🤖 AI Summary
This work addresses a systematic statistical bias introduced by random sampling in high-dimensional least squares and CUR decomposition, stemming from the nonlinear pseudoinverse operation—an effect unaccounted for by classical subspace embedding theory. The paper establishes a unified non-asymptotic analytical framework for high-dimensional randomized oblique projections, enabling the first systematic identification and quantification of this bias and revealing the suboptimality of prevailing sampling schemes. Leveraging a bias–variance decomposition, the authors propose a general debiasing estimator that substantially improves the approximation accuracy of subsampled ordinary least squares and CUR decomposition. Both theoretical analysis and empirical experiments demonstrate that the proposed debiased CUR algorithm achieves superior statistical efficiency while remaining computationally feasible in high-dimensional settings.
📝 Abstract
Random sampling is a fundamental tool in modern machine learning and numerical linear algebra for reducing the computational cost of large-scale matrix problems. Existing analyses, however, rely primarily on subspace embedding guarantees, which do not precisely characterize the statistical bias of nonlinear random oblique projections induced by sampling, which arises ubiquitously in subsampled least squares and fast low-rank approximation methods. Because (pseudo)inversion is nonlinear, these random oblique projections can be systematically biased even when the underlying sketch is unbiased, thereby introducing hidden bias into downstream least squares and low-rank approximation solutions.

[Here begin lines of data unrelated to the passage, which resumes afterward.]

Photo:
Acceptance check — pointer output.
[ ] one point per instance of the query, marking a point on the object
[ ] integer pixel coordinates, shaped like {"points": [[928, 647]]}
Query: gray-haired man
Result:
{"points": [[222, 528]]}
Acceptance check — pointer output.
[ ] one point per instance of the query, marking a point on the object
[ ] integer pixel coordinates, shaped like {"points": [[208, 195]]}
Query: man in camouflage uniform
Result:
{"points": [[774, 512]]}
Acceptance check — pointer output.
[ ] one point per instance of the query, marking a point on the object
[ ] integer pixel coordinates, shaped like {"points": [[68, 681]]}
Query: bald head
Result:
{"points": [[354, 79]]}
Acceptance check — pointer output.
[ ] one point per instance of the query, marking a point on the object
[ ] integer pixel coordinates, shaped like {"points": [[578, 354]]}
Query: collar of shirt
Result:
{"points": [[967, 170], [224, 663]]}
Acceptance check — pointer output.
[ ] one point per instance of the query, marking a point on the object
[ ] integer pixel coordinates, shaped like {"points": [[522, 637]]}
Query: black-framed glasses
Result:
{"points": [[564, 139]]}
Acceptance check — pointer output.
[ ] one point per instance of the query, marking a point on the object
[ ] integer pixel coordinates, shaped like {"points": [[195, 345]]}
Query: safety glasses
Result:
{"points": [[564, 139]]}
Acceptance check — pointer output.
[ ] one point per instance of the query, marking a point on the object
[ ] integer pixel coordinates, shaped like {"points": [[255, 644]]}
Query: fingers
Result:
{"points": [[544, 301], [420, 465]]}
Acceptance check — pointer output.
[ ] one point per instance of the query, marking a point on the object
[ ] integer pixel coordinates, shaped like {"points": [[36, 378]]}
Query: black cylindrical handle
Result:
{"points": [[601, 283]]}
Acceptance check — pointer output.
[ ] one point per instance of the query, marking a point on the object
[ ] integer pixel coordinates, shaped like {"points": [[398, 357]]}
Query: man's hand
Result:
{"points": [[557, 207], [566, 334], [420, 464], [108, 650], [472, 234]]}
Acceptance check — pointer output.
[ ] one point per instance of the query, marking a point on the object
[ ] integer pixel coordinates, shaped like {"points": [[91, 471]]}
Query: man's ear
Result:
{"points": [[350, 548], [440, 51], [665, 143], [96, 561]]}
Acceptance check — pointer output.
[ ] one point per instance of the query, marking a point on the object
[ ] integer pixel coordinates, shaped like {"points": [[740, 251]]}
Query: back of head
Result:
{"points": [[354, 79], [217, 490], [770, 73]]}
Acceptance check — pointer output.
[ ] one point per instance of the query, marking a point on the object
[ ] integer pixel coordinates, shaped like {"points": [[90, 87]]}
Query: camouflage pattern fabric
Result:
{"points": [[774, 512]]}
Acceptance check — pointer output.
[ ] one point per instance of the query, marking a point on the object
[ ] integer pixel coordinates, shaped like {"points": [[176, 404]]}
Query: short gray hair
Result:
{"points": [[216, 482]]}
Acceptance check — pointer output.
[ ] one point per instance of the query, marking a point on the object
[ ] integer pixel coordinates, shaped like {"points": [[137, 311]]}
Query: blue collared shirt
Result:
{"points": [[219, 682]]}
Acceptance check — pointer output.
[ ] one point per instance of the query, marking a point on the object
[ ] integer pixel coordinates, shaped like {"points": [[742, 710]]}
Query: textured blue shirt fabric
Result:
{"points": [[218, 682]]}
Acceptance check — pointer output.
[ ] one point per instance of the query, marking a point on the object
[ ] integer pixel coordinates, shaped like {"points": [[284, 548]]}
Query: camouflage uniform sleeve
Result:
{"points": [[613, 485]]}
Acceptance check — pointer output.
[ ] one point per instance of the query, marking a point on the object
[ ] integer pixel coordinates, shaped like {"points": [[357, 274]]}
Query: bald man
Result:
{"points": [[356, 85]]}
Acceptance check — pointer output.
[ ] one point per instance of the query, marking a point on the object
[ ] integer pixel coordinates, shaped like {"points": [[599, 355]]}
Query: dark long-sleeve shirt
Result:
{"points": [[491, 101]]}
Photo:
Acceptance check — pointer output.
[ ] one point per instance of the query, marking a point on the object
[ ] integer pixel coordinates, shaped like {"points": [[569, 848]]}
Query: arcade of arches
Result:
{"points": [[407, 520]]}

In this work, we develop a unified non-asymptotic theory for random oblique projections in high dimensions. We show that standard random sampling schemes generally induce a systematic statistical bias overlooked by classical subspace embedding-style analyses, and we propose a principled debiasing framework to correct it. We illustrate the power of the theory through two canonical applications. For subsampled least squares, we obtain sharp bias--variance characterizations, reveal previously unrecognized statistical suboptimality in widely used sampling schemes, and identify when debiasing yields provable improvements. For fast CUR decomposition, we develop a debiased approach with improved approximation accuracy. Numerical experiments further validate our theoretical findings.